Isoruku Konoye suffered a fatal stroke while attempting to explore the smaller moon of Mars, Deimos. His Russian teammate, cosmonaut Leonid Tolbukhin, said that Konoye had panicked, frightened to be outside their spacecraft in nothing more than a spacesuit, disoriented by the looming menace of Deimos’ rocky bulk.

“You must redeem the family’s honor,” Fuchida’s father insisted. “You must make the world respect Japan. Your namesake was a great warrior. You must add new honors to his name.”

So Mitsuo knew that he could not marry Elizabeth openly, honestly, as he wanted to. Instead, he took her to a monastery in the remote mountains of Kyushu, where he had perfected his climbing skills.
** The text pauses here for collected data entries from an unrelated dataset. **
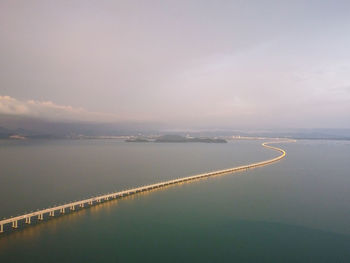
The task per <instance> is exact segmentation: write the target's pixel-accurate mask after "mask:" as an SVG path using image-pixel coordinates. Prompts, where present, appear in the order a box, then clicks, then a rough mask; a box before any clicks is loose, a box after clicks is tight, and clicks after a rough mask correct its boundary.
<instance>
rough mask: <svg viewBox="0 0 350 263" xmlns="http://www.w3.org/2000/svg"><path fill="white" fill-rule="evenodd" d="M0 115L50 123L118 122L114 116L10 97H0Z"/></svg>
mask: <svg viewBox="0 0 350 263" xmlns="http://www.w3.org/2000/svg"><path fill="white" fill-rule="evenodd" d="M1 114H6V115H18V116H28V117H36V118H42V119H46V120H52V121H92V122H110V121H118V120H120V119H119V118H118V116H117V115H114V114H107V113H99V112H90V111H87V110H85V109H83V108H74V107H72V106H66V105H58V104H55V103H54V102H52V101H36V100H18V99H16V98H13V97H10V96H0V115H1Z"/></svg>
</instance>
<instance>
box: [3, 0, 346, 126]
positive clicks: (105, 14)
mask: <svg viewBox="0 0 350 263" xmlns="http://www.w3.org/2000/svg"><path fill="white" fill-rule="evenodd" d="M349 14H350V2H349V1H337V0H333V1H327V0H323V1H312V0H310V1H265V0H258V1H190V0H187V1H181V0H178V1H165V0H163V1H132V0H128V1H117V0H113V1H112V0H111V1H107V0H99V1H35V0H34V1H25V0H23V1H16V0H2V1H0V115H1V114H3V115H9V116H11V115H13V116H22V115H23V116H30V117H37V118H44V119H49V120H51V121H62V120H70V121H71V120H73V121H91V122H120V121H131V122H132V121H136V122H156V123H164V124H167V125H168V126H169V127H173V128H181V129H195V128H208V129H226V128H227V129H239V128H252V129H253V128H350V16H349ZM0 126H1V123H0Z"/></svg>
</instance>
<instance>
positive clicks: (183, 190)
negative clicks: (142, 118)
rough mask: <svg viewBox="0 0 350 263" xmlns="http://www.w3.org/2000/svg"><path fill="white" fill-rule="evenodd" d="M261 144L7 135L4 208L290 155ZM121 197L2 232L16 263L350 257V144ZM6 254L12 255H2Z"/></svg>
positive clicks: (303, 147) (270, 261) (45, 200)
mask: <svg viewBox="0 0 350 263" xmlns="http://www.w3.org/2000/svg"><path fill="white" fill-rule="evenodd" d="M260 143H261V142H257V141H238V142H232V143H228V144H222V145H221V144H218V145H216V144H127V143H124V142H121V141H115V140H92V141H86V140H84V141H64V140H63V141H32V142H30V141H27V142H2V143H1V146H0V162H1V163H0V164H1V168H2V171H1V175H0V180H1V184H0V198H1V199H0V200H1V203H0V207H1V211H0V216H1V217H3V216H6V217H7V216H10V215H16V214H17V213H20V212H23V211H24V210H27V211H28V210H31V209H35V208H39V207H40V208H41V207H46V206H49V205H51V204H53V203H55V202H56V203H57V202H64V201H69V200H74V199H80V198H82V197H85V196H89V195H91V194H93V193H98V192H108V191H111V190H114V189H117V190H119V189H123V188H126V187H133V186H136V185H142V184H148V183H153V182H157V181H162V180H166V179H169V178H176V177H182V176H186V175H190V174H195V173H199V172H203V171H209V170H215V169H222V168H228V167H232V166H236V165H240V164H244V163H250V162H254V161H259V160H265V159H269V158H271V157H273V156H276V155H278V153H275V152H273V151H271V150H268V149H264V148H262V147H261V146H260ZM281 147H282V148H283V149H285V150H286V151H287V157H286V158H285V159H283V160H282V161H280V162H278V163H275V164H272V165H269V166H265V167H261V168H257V169H253V170H248V171H247V172H241V173H235V174H233V175H226V176H217V177H213V178H209V179H205V180H199V181H195V182H192V183H186V184H182V185H179V186H172V187H168V188H165V189H162V190H157V191H152V192H149V193H144V194H139V195H135V196H133V197H129V198H126V199H121V200H117V201H111V202H107V203H104V204H102V205H100V206H96V207H93V208H91V209H84V210H81V211H79V212H76V213H73V214H69V215H66V216H61V217H58V218H55V219H51V220H49V221H47V222H45V223H40V224H37V225H35V226H32V227H27V228H25V229H22V230H21V231H15V232H12V233H9V234H4V235H2V236H1V237H0V259H1V260H4V262H20V261H21V262H140V261H143V262H349V261H350V209H349V203H350V191H349V185H350V184H349V183H350V173H349V171H350V163H349V160H350V159H349V157H350V143H349V142H343V141H338V142H336V141H299V142H297V143H294V144H283V145H281ZM1 262H2V261H1Z"/></svg>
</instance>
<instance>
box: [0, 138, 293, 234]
mask: <svg viewBox="0 0 350 263" xmlns="http://www.w3.org/2000/svg"><path fill="white" fill-rule="evenodd" d="M291 141H292V140H288V141H273V142H264V143H262V146H263V147H266V148H269V149H272V150H275V151H278V152H280V153H281V154H280V155H279V156H277V157H275V158H272V159H269V160H266V161H261V162H255V163H251V164H246V165H242V166H237V167H233V168H229V169H223V170H218V171H213V172H208V173H202V174H197V175H193V176H188V177H183V178H178V179H173V180H168V181H164V182H160V183H155V184H150V185H145V186H140V187H136V188H132V189H127V190H123V191H119V192H114V193H108V194H104V195H99V196H95V197H92V198H88V199H84V200H80V201H75V202H71V203H67V204H64V205H59V206H55V207H50V208H46V209H42V210H37V211H35V212H31V213H27V214H23V215H20V216H16V217H10V218H7V219H3V220H1V221H0V233H2V232H4V226H5V225H9V224H11V226H12V228H14V229H16V228H18V222H24V223H26V224H31V223H32V222H31V221H32V218H36V219H37V220H39V221H43V220H44V216H46V217H47V216H49V217H55V216H56V215H58V214H64V213H66V212H74V211H75V210H78V209H82V208H86V207H89V206H93V205H96V204H99V203H101V202H103V201H108V200H112V199H116V198H122V197H125V196H130V195H133V194H137V193H140V192H145V191H149V190H153V189H157V188H162V187H165V186H169V185H174V184H179V183H183V182H188V181H192V180H196V179H201V178H205V177H210V176H214V175H221V174H228V173H234V172H238V171H242V170H246V169H250V168H256V167H260V166H264V165H268V164H271V163H273V162H277V161H279V160H281V159H282V158H284V157H285V156H286V152H285V151H284V150H283V149H280V148H277V147H274V146H271V145H269V144H272V143H284V142H291Z"/></svg>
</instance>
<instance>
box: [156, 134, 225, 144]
mask: <svg viewBox="0 0 350 263" xmlns="http://www.w3.org/2000/svg"><path fill="white" fill-rule="evenodd" d="M155 142H202V143H227V141H226V140H224V139H220V138H209V137H183V136H180V135H163V136H160V137H158V138H156V140H155Z"/></svg>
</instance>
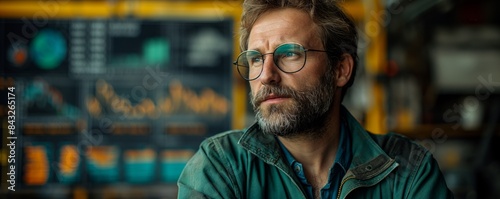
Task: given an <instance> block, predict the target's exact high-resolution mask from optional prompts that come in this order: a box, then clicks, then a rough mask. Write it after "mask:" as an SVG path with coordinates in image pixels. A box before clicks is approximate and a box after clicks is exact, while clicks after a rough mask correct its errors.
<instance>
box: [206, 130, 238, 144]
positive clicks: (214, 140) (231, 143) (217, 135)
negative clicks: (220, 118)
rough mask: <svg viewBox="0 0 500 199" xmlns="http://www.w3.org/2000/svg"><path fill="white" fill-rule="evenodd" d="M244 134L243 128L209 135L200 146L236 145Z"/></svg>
mask: <svg viewBox="0 0 500 199" xmlns="http://www.w3.org/2000/svg"><path fill="white" fill-rule="evenodd" d="M242 135H243V131H242V130H230V131H226V132H222V133H219V134H216V135H213V136H211V137H208V138H207V139H205V140H204V141H203V142H201V144H200V148H206V147H208V148H213V147H214V146H215V145H223V146H225V147H236V146H237V145H238V141H239V139H240V138H241V136H242Z"/></svg>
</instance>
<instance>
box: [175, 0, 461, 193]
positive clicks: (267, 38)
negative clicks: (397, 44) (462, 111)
mask: <svg viewBox="0 0 500 199" xmlns="http://www.w3.org/2000/svg"><path fill="white" fill-rule="evenodd" d="M240 39H241V40H240V41H241V48H242V50H243V52H242V53H241V54H240V55H239V57H238V59H237V60H236V61H235V63H234V64H235V65H236V67H237V69H238V71H239V73H240V75H241V76H242V77H243V78H244V79H246V80H248V81H249V83H250V88H251V102H252V105H253V107H254V110H255V112H256V119H257V123H256V124H254V125H252V126H250V127H249V128H248V129H246V130H244V131H240V130H235V131H229V132H225V133H222V134H218V135H216V136H213V137H211V138H208V139H207V140H205V141H204V142H203V143H202V144H201V146H200V149H199V151H198V152H197V153H196V154H195V155H194V157H193V158H192V159H191V160H190V161H189V162H188V164H187V165H186V167H185V169H184V171H183V173H182V174H181V176H180V178H179V181H178V186H179V193H178V194H179V198H346V197H348V198H451V197H452V195H451V193H450V191H449V190H448V188H447V187H446V183H445V181H444V179H443V176H442V174H441V172H440V170H439V167H438V165H437V164H436V161H435V160H434V159H433V157H432V155H431V154H430V153H429V152H428V151H427V150H425V149H424V148H423V147H421V146H419V145H417V144H415V143H413V142H411V141H409V140H408V139H406V138H403V137H401V136H398V135H394V134H389V135H386V136H376V135H372V134H370V133H368V132H366V130H364V129H363V128H362V126H361V125H360V124H359V123H358V122H357V121H356V120H355V119H354V118H353V117H352V116H351V115H350V113H349V112H348V111H347V110H346V109H345V108H344V107H343V106H342V105H341V101H342V98H343V95H344V93H345V92H346V90H347V88H348V87H349V86H350V85H351V84H352V82H353V80H354V74H355V70H356V66H357V55H356V51H357V33H356V29H355V26H354V23H353V22H352V20H350V19H349V17H347V16H346V15H345V14H344V12H343V11H342V10H341V9H340V7H339V6H338V5H337V2H335V1H331V0H313V1H311V0H309V1H307V0H246V1H245V2H244V3H243V16H242V24H241V38H240Z"/></svg>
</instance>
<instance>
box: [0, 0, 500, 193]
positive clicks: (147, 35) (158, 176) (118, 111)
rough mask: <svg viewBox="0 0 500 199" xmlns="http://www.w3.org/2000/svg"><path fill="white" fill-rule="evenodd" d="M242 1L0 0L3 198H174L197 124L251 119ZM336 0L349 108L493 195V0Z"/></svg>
mask: <svg viewBox="0 0 500 199" xmlns="http://www.w3.org/2000/svg"><path fill="white" fill-rule="evenodd" d="M241 2H242V1H240V0H203V1H201V0H200V1H197V0H165V1H145V0H109V1H104V0H102V1H101V0H92V1H91V0H78V1H77V0H54V1H49V0H20V1H6V0H0V73H1V75H2V76H1V78H0V93H1V96H2V97H1V98H0V110H1V111H0V115H1V118H2V119H1V120H2V121H1V122H2V136H1V138H0V139H1V146H0V147H1V159H0V166H1V175H0V177H1V187H0V188H1V190H0V197H1V198H74V199H86V198H103V199H108V198H175V197H176V194H177V187H176V180H177V178H178V176H179V175H180V172H181V171H182V169H183V167H184V165H185V163H186V161H187V160H188V159H189V158H190V157H191V156H192V155H193V153H194V152H195V151H196V150H197V148H198V146H199V144H200V142H201V141H202V140H203V139H205V138H206V137H208V136H211V135H214V134H216V133H219V132H222V131H225V130H229V129H234V128H237V129H242V128H245V127H247V126H249V125H250V124H251V123H253V121H254V117H253V111H252V109H251V107H250V104H249V103H248V92H249V90H248V86H247V82H245V81H244V80H242V79H241V78H239V76H238V74H237V71H236V70H235V68H234V66H233V65H232V64H231V63H232V62H233V60H234V59H235V58H236V56H237V55H238V54H239V52H240V50H239V43H238V36H237V32H238V26H239V21H240V15H241ZM342 6H343V7H344V8H345V10H347V12H348V13H349V14H351V15H352V17H353V19H354V20H355V21H356V23H357V26H358V32H359V35H360V39H359V52H358V54H359V57H360V68H359V69H358V73H357V77H356V81H355V84H354V86H353V88H352V89H350V90H349V93H348V95H347V96H346V99H345V100H344V104H345V105H346V106H347V107H348V109H349V110H351V111H352V113H353V114H354V115H355V117H356V118H357V119H358V120H359V121H360V122H362V123H363V124H364V126H365V127H366V128H367V129H368V130H370V131H371V132H373V133H377V134H384V133H387V132H397V133H401V134H403V135H406V136H408V137H410V138H412V139H414V140H415V141H417V142H419V143H421V144H422V145H424V146H425V147H427V148H428V149H429V150H430V151H431V152H432V153H433V154H434V156H435V157H436V159H437V160H438V161H439V163H440V167H441V169H442V170H443V173H444V174H445V178H446V181H447V183H448V186H449V187H450V189H451V190H452V191H453V192H454V194H455V197H456V198H464V199H473V198H500V157H499V155H498V153H497V151H499V137H500V127H499V125H498V124H500V121H499V116H500V96H499V93H500V25H499V24H500V14H498V11H497V9H498V8H500V2H499V1H494V0H482V1H472V0H438V1H436V0H345V1H342ZM12 101H15V104H12V103H11V102H12ZM9 111H12V112H10V113H9ZM14 111H15V114H13V112H14ZM14 115H15V117H12V116H14ZM9 116H11V117H9ZM13 127H15V128H13ZM11 143H15V144H11ZM12 179H14V181H12ZM13 182H15V183H13ZM11 189H15V191H12V190H11Z"/></svg>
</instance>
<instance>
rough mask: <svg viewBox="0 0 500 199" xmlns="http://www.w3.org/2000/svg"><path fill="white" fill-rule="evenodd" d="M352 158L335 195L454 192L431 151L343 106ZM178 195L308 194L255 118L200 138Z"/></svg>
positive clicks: (273, 194) (422, 193)
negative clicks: (362, 119)
mask: <svg viewBox="0 0 500 199" xmlns="http://www.w3.org/2000/svg"><path fill="white" fill-rule="evenodd" d="M342 109H343V110H342V115H341V117H342V116H343V117H346V119H347V123H348V126H349V132H351V133H352V144H351V146H352V154H353V159H352V162H351V165H350V167H349V170H348V171H347V173H346V175H345V176H344V178H343V181H342V184H341V185H340V187H339V190H340V191H339V195H338V196H337V198H383V199H388V198H426V199H427V198H453V195H452V193H451V192H450V191H449V189H448V188H447V186H446V183H445V181H444V178H443V176H442V174H441V171H440V170H439V166H438V165H437V163H436V161H435V160H434V158H433V157H432V155H431V154H430V152H429V151H427V150H426V149H425V148H423V147H422V146H420V145H417V144H416V143H414V142H412V141H410V140H408V139H407V138H404V137H402V136H400V135H397V134H388V135H384V136H381V135H373V134H370V133H368V132H367V131H366V130H365V129H364V128H363V127H362V126H361V125H360V124H359V123H358V122H357V121H356V120H355V119H354V118H353V117H352V116H351V114H350V113H349V112H348V111H347V110H346V109H344V108H342ZM177 184H178V186H179V190H178V197H179V198H249V199H253V198H306V196H305V194H304V193H305V192H304V190H303V188H302V187H301V184H300V181H299V180H298V179H297V177H296V176H295V173H294V172H293V170H292V168H291V167H290V166H289V164H288V163H287V161H286V159H285V157H284V155H283V154H282V152H281V149H280V147H279V145H278V144H277V143H276V141H275V139H274V137H273V136H272V135H264V134H263V133H262V132H261V131H260V129H259V126H258V125H256V124H254V125H253V126H251V127H250V128H249V129H248V130H246V131H245V132H243V131H229V132H225V133H221V134H218V135H215V136H213V137H210V138H208V139H206V140H205V141H203V143H202V144H201V145H200V149H199V150H198V152H197V153H196V154H195V155H194V156H193V157H192V159H191V160H190V161H189V162H188V163H187V165H186V167H185V168H184V170H183V172H182V174H181V176H180V178H179V181H178V183H177Z"/></svg>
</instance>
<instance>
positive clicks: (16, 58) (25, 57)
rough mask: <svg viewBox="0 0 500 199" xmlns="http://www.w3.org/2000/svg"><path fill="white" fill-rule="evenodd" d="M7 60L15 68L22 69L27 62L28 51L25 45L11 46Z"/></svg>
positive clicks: (10, 46)
mask: <svg viewBox="0 0 500 199" xmlns="http://www.w3.org/2000/svg"><path fill="white" fill-rule="evenodd" d="M7 60H9V62H10V63H12V64H13V65H14V66H15V67H22V66H23V65H24V64H25V63H26V60H28V50H27V49H26V46H25V45H12V46H10V48H9V50H8V51H7Z"/></svg>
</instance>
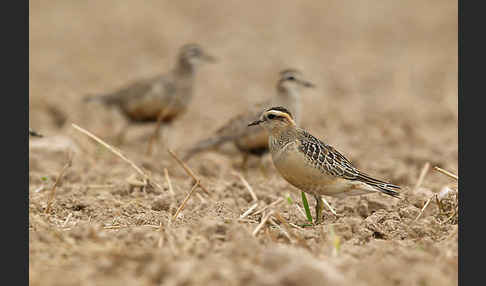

“It’s not necessary, Mitsuo,” Elizabeth protested, once she understood what he wanted to do. “I love you. A ceremony won’t change that.”

“Would you prefer a Catholic rite?” he asked.

She threw her arms around his neck. He felt tears on her cheek.

When the day came that he had to leave, Mitsuo promised Elizabeth that he would come back to her. “And when I do, we will be married again, openly, for all the world to see.”

“Including your father?” she asked wryly.

Mitsuo smiled. “Yes, including even my noble father.” Then he left for Mars, intent on honoring his family’s name and returning to the woman he loved.